Docker Training Notes
Docker command: Check if docker is installed fine.
1. docker info
2. docker-compose --version
Hello world with Docker
1. docker run hello-world
Docker took below steps:
1. The docker client contacted the Docker daemon.
2. The Docker daemon pulled the 'hello-world" image from the Docker Hub.
3. The Docker daemon created a new container from that image which runs the executable that produces the output you are currently reading.
4. The Docker daemon streamed that output to the Docker client, which sent it to the terminal.

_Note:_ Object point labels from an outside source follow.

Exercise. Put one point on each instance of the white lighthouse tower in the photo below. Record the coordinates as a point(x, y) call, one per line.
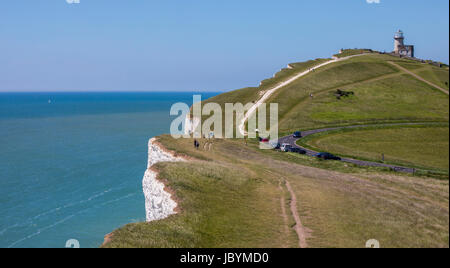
point(399, 42)
point(399, 45)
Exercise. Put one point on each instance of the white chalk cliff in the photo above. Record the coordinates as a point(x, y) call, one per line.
point(158, 202)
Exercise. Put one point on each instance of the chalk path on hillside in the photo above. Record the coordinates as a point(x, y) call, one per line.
point(293, 142)
point(270, 92)
point(418, 77)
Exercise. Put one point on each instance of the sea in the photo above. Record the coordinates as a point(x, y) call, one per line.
point(71, 164)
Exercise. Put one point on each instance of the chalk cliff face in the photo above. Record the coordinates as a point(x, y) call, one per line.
point(158, 202)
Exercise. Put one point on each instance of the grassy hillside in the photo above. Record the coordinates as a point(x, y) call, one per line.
point(235, 196)
point(382, 94)
point(419, 146)
point(231, 194)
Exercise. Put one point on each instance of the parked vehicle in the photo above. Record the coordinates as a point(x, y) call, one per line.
point(285, 147)
point(275, 145)
point(297, 150)
point(327, 156)
point(297, 134)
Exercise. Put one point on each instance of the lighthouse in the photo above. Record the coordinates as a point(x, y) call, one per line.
point(399, 42)
point(399, 45)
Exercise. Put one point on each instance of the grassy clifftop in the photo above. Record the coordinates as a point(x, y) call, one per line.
point(231, 194)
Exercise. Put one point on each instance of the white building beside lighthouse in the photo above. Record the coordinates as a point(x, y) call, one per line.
point(399, 45)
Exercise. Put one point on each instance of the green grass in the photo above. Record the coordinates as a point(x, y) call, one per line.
point(252, 94)
point(437, 76)
point(231, 198)
point(413, 65)
point(394, 99)
point(410, 146)
point(232, 195)
point(352, 52)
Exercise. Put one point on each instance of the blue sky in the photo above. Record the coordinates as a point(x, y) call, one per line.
point(196, 45)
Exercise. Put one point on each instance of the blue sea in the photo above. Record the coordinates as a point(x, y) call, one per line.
point(71, 164)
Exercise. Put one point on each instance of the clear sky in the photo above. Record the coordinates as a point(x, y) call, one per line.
point(196, 45)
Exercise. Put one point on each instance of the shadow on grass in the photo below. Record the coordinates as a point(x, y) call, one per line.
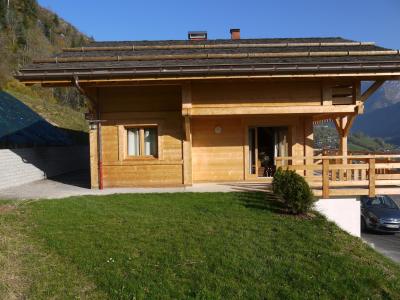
point(263, 200)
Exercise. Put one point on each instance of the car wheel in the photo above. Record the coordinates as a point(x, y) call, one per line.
point(363, 225)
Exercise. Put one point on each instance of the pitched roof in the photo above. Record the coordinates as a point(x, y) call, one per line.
point(223, 57)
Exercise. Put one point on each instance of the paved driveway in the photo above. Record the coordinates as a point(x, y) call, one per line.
point(385, 243)
point(77, 184)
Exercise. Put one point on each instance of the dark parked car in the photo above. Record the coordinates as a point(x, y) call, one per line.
point(380, 213)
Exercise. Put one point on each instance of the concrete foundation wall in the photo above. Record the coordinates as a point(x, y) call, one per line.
point(19, 166)
point(344, 212)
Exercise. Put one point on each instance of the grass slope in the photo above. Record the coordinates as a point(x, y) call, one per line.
point(209, 246)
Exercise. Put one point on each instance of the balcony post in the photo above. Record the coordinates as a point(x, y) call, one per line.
point(325, 178)
point(371, 176)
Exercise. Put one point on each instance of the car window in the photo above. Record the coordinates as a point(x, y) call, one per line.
point(382, 202)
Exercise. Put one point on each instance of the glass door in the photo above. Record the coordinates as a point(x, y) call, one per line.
point(265, 143)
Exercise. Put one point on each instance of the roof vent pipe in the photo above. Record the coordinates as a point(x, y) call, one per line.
point(197, 35)
point(235, 34)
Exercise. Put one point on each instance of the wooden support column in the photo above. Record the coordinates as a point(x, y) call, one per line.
point(325, 178)
point(187, 134)
point(371, 175)
point(343, 125)
point(93, 148)
point(308, 143)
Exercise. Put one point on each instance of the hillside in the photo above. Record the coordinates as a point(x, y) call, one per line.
point(326, 137)
point(27, 32)
point(382, 114)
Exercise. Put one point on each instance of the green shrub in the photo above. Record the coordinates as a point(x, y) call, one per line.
point(294, 190)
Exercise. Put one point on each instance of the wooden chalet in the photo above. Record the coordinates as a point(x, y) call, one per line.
point(171, 113)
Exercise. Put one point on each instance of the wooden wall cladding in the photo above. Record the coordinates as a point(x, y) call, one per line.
point(125, 107)
point(219, 94)
point(217, 157)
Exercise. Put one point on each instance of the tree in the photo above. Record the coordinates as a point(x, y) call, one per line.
point(3, 13)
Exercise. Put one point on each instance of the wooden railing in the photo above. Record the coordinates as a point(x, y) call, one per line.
point(347, 175)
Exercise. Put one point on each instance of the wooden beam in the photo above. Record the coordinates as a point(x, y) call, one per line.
point(360, 75)
point(326, 93)
point(338, 125)
point(186, 99)
point(371, 186)
point(260, 110)
point(325, 178)
point(376, 85)
point(186, 128)
point(187, 153)
point(349, 122)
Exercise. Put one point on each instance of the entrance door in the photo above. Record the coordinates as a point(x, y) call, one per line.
point(265, 143)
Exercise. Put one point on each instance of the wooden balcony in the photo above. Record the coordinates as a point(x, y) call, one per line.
point(352, 175)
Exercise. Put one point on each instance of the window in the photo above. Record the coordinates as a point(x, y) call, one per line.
point(142, 141)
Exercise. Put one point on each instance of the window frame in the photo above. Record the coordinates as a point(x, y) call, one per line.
point(123, 142)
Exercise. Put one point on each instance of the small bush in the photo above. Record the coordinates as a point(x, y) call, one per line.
point(294, 190)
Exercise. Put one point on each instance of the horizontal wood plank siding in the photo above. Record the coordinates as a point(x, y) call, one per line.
point(209, 94)
point(123, 107)
point(217, 157)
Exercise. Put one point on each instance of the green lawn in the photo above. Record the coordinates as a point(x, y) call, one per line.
point(186, 245)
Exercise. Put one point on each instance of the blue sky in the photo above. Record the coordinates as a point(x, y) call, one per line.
point(363, 20)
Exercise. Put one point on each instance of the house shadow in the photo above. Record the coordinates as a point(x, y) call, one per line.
point(40, 143)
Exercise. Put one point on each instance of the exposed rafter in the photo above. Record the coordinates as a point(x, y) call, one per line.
point(372, 89)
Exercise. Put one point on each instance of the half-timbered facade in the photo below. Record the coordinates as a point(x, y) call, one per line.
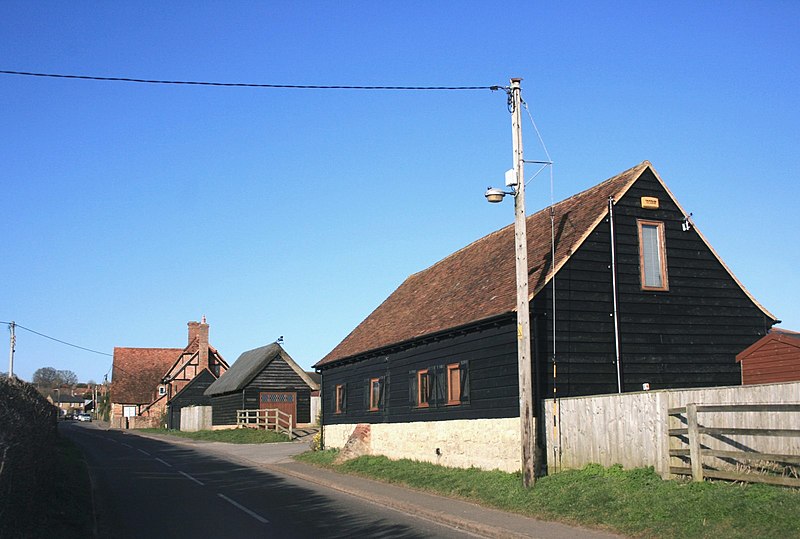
point(433, 369)
point(145, 380)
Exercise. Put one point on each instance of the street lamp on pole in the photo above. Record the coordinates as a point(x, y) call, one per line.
point(517, 182)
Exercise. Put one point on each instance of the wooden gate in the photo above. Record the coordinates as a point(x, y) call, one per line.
point(284, 401)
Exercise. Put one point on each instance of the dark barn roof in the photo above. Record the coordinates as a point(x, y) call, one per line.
point(477, 282)
point(249, 365)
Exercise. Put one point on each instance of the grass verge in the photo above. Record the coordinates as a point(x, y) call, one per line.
point(231, 436)
point(633, 502)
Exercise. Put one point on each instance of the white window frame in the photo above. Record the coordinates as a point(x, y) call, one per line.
point(647, 262)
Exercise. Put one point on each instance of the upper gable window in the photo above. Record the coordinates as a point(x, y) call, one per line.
point(652, 255)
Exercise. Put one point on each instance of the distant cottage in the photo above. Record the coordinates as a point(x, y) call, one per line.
point(433, 370)
point(151, 384)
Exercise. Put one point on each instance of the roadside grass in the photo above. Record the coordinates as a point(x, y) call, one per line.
point(231, 436)
point(632, 502)
point(66, 505)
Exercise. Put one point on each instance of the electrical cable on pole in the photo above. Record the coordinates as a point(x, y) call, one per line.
point(11, 327)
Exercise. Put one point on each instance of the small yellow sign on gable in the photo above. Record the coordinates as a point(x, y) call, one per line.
point(650, 203)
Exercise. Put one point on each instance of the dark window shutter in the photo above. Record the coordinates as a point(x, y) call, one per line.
point(439, 385)
point(384, 401)
point(463, 368)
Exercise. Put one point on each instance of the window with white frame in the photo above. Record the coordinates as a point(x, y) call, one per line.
point(652, 255)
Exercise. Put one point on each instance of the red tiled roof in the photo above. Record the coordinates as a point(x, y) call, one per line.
point(478, 281)
point(138, 371)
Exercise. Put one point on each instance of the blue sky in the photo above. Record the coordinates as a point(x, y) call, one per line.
point(131, 209)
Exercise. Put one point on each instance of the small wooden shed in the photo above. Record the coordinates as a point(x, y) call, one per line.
point(265, 377)
point(773, 358)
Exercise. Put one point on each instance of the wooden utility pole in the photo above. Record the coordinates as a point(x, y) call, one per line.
point(526, 416)
point(11, 326)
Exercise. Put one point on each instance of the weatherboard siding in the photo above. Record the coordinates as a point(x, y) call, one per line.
point(687, 336)
point(190, 395)
point(276, 376)
point(223, 408)
point(491, 355)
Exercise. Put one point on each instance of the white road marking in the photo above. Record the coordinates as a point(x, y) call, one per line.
point(190, 477)
point(245, 509)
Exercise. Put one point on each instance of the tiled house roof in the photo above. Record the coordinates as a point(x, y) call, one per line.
point(478, 282)
point(138, 371)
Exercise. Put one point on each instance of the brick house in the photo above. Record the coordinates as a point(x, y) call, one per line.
point(145, 380)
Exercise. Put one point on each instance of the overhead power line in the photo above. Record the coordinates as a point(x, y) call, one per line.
point(245, 84)
point(60, 341)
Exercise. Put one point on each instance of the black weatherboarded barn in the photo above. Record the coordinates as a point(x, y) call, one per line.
point(443, 345)
point(265, 377)
point(192, 394)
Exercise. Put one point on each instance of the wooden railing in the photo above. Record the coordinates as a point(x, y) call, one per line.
point(763, 467)
point(268, 418)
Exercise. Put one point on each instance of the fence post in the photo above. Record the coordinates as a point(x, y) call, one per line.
point(694, 442)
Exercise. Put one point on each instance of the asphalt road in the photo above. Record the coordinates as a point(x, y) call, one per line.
point(145, 487)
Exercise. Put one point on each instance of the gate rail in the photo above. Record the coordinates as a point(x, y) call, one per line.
point(267, 418)
point(692, 434)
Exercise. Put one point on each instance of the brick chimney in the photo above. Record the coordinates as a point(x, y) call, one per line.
point(194, 331)
point(202, 345)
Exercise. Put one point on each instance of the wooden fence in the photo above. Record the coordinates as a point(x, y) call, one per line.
point(632, 429)
point(268, 418)
point(697, 440)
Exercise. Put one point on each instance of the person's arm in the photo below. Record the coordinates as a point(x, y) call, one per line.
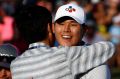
point(81, 59)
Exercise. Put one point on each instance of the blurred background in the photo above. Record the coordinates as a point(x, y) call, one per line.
point(103, 21)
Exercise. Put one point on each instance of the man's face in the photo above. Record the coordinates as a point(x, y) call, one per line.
point(68, 32)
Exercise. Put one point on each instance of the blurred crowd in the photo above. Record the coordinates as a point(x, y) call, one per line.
point(103, 21)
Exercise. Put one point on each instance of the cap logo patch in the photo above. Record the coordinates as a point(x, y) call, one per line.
point(70, 9)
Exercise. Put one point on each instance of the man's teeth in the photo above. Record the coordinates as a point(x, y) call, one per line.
point(66, 36)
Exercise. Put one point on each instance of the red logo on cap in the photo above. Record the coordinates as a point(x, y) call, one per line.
point(70, 9)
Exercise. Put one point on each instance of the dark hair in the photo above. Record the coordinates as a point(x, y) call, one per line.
point(32, 22)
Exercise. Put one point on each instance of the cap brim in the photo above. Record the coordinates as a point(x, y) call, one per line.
point(76, 19)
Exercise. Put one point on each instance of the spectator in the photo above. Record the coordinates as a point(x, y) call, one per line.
point(7, 53)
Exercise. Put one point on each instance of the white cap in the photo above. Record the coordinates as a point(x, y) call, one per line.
point(72, 10)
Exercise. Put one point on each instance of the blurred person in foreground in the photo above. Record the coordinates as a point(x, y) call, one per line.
point(7, 53)
point(69, 30)
point(41, 60)
point(115, 38)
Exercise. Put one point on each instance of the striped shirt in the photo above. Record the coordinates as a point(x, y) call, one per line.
point(44, 62)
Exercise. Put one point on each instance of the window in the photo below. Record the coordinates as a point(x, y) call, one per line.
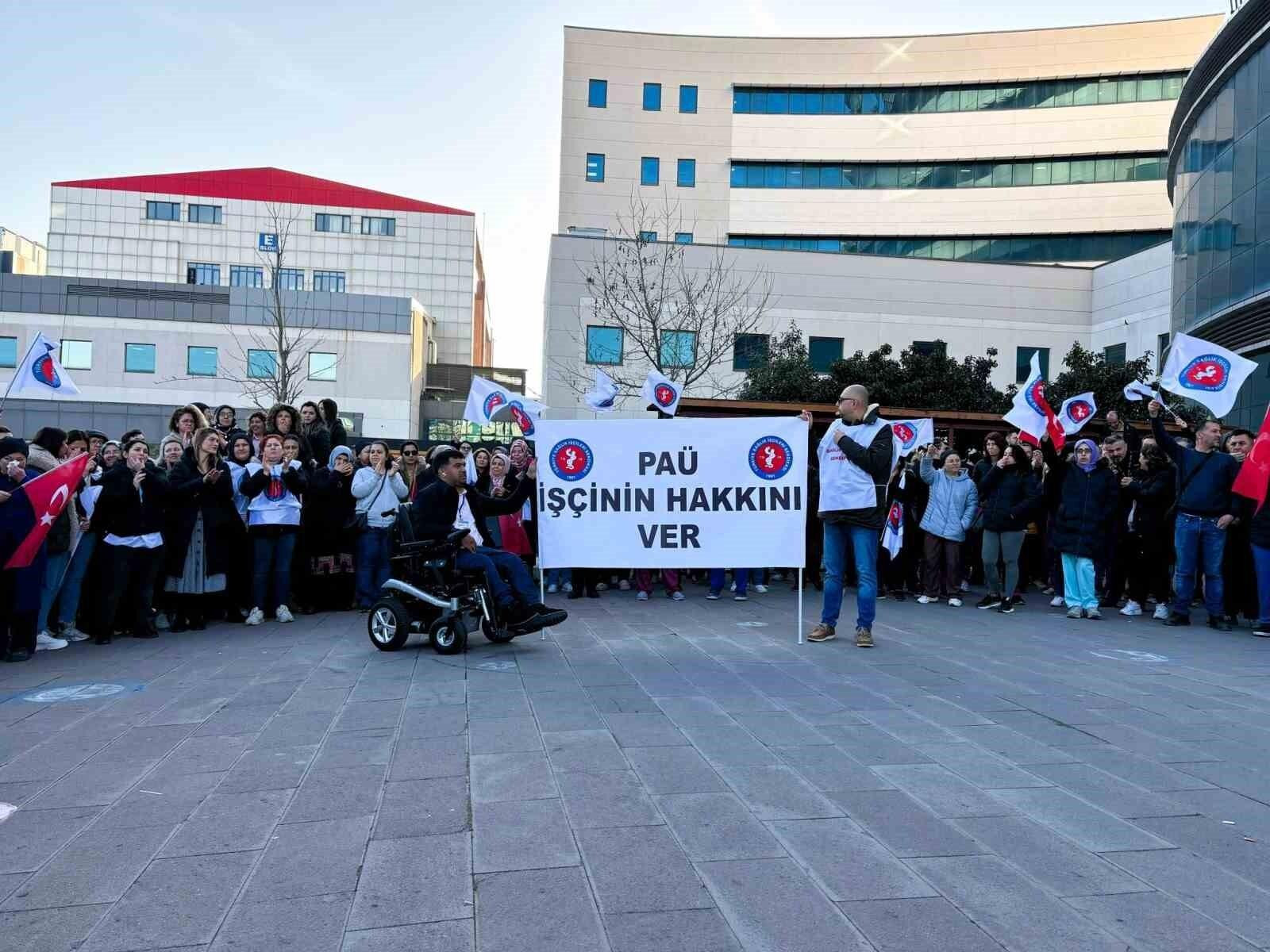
point(290, 278)
point(649, 171)
point(325, 221)
point(321, 366)
point(379, 226)
point(749, 351)
point(197, 273)
point(262, 365)
point(1022, 362)
point(163, 211)
point(679, 348)
point(76, 355)
point(201, 361)
point(603, 346)
point(823, 352)
point(595, 167)
point(597, 94)
point(205, 213)
point(329, 281)
point(244, 276)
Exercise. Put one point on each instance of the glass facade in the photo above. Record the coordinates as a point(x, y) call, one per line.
point(1028, 249)
point(848, 101)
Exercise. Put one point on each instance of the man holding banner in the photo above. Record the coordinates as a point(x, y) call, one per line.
point(855, 461)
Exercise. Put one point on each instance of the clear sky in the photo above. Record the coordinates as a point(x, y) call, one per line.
point(455, 103)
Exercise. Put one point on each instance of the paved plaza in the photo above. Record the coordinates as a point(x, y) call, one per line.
point(660, 777)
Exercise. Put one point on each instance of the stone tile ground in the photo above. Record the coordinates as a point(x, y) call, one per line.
point(654, 777)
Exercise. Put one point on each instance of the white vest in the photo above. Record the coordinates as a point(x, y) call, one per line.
point(844, 486)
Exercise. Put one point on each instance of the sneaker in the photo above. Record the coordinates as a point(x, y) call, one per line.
point(822, 632)
point(48, 643)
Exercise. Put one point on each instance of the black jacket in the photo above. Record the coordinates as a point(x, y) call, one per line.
point(436, 507)
point(122, 511)
point(1009, 498)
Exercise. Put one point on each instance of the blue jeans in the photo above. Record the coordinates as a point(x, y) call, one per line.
point(273, 565)
point(372, 564)
point(864, 545)
point(495, 564)
point(1199, 545)
point(718, 577)
point(54, 573)
point(74, 581)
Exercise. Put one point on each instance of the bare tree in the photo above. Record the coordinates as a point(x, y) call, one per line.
point(677, 317)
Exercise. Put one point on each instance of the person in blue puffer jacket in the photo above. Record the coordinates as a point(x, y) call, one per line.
point(949, 514)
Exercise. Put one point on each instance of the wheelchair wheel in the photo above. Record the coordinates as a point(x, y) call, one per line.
point(389, 624)
point(448, 636)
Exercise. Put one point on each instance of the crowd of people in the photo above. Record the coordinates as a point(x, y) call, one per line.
point(1113, 522)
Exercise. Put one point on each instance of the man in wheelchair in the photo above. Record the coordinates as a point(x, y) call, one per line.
point(451, 505)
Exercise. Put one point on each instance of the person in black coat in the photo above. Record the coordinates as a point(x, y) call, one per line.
point(200, 531)
point(450, 505)
point(130, 514)
point(1086, 493)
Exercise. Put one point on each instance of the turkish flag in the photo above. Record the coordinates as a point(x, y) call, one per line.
point(48, 494)
point(1255, 473)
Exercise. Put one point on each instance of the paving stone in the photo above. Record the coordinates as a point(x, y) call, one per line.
point(772, 907)
point(423, 808)
point(175, 901)
point(309, 923)
point(918, 926)
point(416, 880)
point(675, 771)
point(583, 750)
point(537, 911)
point(903, 825)
point(97, 866)
point(679, 931)
point(1009, 907)
point(1095, 829)
point(641, 869)
point(310, 860)
point(454, 936)
point(1153, 920)
point(846, 862)
point(606, 799)
point(526, 835)
point(717, 827)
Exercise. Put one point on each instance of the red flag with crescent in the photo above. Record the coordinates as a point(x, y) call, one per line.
point(48, 494)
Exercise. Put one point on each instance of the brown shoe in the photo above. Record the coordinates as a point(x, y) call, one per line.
point(822, 632)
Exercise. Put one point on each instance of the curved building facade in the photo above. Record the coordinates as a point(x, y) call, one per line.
point(1219, 184)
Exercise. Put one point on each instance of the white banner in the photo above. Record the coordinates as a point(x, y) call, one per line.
point(672, 494)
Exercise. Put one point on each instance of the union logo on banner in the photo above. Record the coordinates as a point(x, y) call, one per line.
point(1208, 372)
point(571, 460)
point(770, 457)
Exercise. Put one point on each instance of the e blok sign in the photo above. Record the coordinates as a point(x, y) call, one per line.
point(672, 494)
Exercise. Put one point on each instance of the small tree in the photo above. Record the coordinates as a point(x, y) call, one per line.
point(676, 317)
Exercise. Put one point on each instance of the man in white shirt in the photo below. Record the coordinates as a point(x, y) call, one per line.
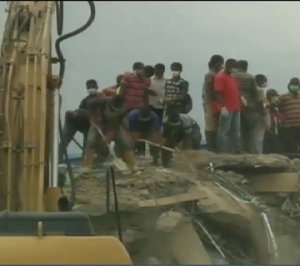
point(158, 86)
point(179, 128)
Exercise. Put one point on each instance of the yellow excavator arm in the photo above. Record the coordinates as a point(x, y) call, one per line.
point(30, 104)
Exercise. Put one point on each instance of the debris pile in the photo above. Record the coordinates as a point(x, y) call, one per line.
point(207, 209)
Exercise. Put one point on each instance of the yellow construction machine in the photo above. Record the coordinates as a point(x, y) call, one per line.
point(36, 224)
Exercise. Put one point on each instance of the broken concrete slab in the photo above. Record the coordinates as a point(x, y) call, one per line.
point(201, 159)
point(186, 247)
point(277, 182)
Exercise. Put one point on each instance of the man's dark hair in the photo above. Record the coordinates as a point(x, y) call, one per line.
point(294, 80)
point(91, 84)
point(117, 101)
point(148, 71)
point(174, 117)
point(260, 77)
point(145, 111)
point(177, 65)
point(242, 64)
point(119, 78)
point(231, 61)
point(64, 204)
point(216, 59)
point(137, 65)
point(160, 67)
point(271, 93)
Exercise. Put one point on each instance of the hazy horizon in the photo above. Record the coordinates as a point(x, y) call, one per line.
point(189, 32)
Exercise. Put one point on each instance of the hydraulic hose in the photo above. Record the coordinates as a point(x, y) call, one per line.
point(59, 5)
point(61, 61)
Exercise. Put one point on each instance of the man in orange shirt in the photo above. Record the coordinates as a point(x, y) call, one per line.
point(112, 90)
point(228, 97)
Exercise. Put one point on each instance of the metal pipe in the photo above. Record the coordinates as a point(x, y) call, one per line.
point(53, 182)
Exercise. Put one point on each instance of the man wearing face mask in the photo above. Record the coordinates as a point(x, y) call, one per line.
point(112, 90)
point(78, 120)
point(135, 87)
point(111, 119)
point(179, 128)
point(260, 126)
point(228, 97)
point(177, 97)
point(145, 124)
point(290, 106)
point(272, 142)
point(210, 106)
point(249, 96)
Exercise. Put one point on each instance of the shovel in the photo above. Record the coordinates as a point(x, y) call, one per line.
point(112, 158)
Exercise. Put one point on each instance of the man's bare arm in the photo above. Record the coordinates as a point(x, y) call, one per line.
point(123, 88)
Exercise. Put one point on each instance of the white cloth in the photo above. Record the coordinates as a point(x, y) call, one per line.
point(157, 85)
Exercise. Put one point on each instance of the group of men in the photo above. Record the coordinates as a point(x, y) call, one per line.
point(142, 105)
point(243, 116)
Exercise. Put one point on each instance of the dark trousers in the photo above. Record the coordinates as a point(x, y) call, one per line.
point(159, 112)
point(139, 147)
point(290, 138)
point(271, 143)
point(71, 126)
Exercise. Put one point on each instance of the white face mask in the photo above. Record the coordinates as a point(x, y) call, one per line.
point(175, 73)
point(138, 72)
point(92, 91)
point(264, 85)
point(294, 88)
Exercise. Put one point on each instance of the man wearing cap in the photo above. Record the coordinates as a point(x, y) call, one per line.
point(179, 128)
point(290, 104)
point(145, 124)
point(275, 118)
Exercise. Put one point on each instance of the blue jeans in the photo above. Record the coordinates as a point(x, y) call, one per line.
point(229, 129)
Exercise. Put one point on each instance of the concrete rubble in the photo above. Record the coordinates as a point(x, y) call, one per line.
point(207, 209)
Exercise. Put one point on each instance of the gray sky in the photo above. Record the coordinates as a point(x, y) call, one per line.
point(264, 33)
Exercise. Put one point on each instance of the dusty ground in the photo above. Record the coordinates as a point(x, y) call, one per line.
point(204, 195)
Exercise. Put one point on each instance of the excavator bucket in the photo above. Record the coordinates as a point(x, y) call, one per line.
point(63, 250)
point(51, 199)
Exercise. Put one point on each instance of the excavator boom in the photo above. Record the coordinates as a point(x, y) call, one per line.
point(26, 105)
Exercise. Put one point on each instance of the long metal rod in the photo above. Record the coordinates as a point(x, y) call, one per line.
point(53, 182)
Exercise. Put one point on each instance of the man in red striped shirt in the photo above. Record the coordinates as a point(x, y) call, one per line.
point(228, 96)
point(134, 87)
point(290, 106)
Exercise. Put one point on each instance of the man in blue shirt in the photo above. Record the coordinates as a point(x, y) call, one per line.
point(145, 124)
point(180, 128)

CLIENT DOCKER_HOST REGISTRY
| | |
docker build Docker daemon Docker Hub
docker pull Containers
docker run Images
Docker images vs container:
1. Image is combination of filesystem and parameters
2. Image has no state and doesn't change
3. Image is downloaded, build and run
4. Container == running image
5. Image : Class
Container : instance
6. Image : result of running a series of steps i.e. build process
7. One image, many containers
8. Containers are immutable
Downloading and storing Docker Images: Docker Hub is Docker REGISTRY
Docker Registry
|
Docker Repository Docker Repository
| |
Docker Image Docker Image Docker Image Docker Image
| | | |
Tag:v1 Tag:v2 Tag:v1 Tag:v2
https://hub.docker.com/explore/
How to specify your own registry/hub:
docker run docker.io/library/hello-world
docker run library/hello-world
Automated Deployments steps for docker images:
1. Push Code
2. Kick Off CI Tasks
3. Build image
4. Send webhook
5. Receive webhook
6. Pull new image
7. Restart containers
Docker Hub vs Docker Store
- Your Images - Offical images
- Free community Images - Paid Trusted Images
- Unlimited public repos. - Keeps tab on paid content
Docker build process:
2 ways:
1. docker commit
2. dockerfile (superior) - has build steps for your application
Dockerize a simple web application:
Dockerfile:
--------------------------------------------------------------------------------
FROM <baseimage_name>:<baseimage_version> // To load base image
FROM usage exmaple:
FROM python:2.7-alpine
FROM ruby:2.4-alpine
RUN mkdir /app // to run commands
WORKDIR /app // sets a working directory for next set of instructions
// can be multiple in a file
COPY requirements.txt requirements.txt // it will copy the file from current directory to /app directory
RUN pip install -r requirements.txt // -r is to install packages listed in a file
COPY . . // copy everything from local directory to current /app folder
// docker caches the instructions in docker file where it doesn't find out the files changed in the docker client.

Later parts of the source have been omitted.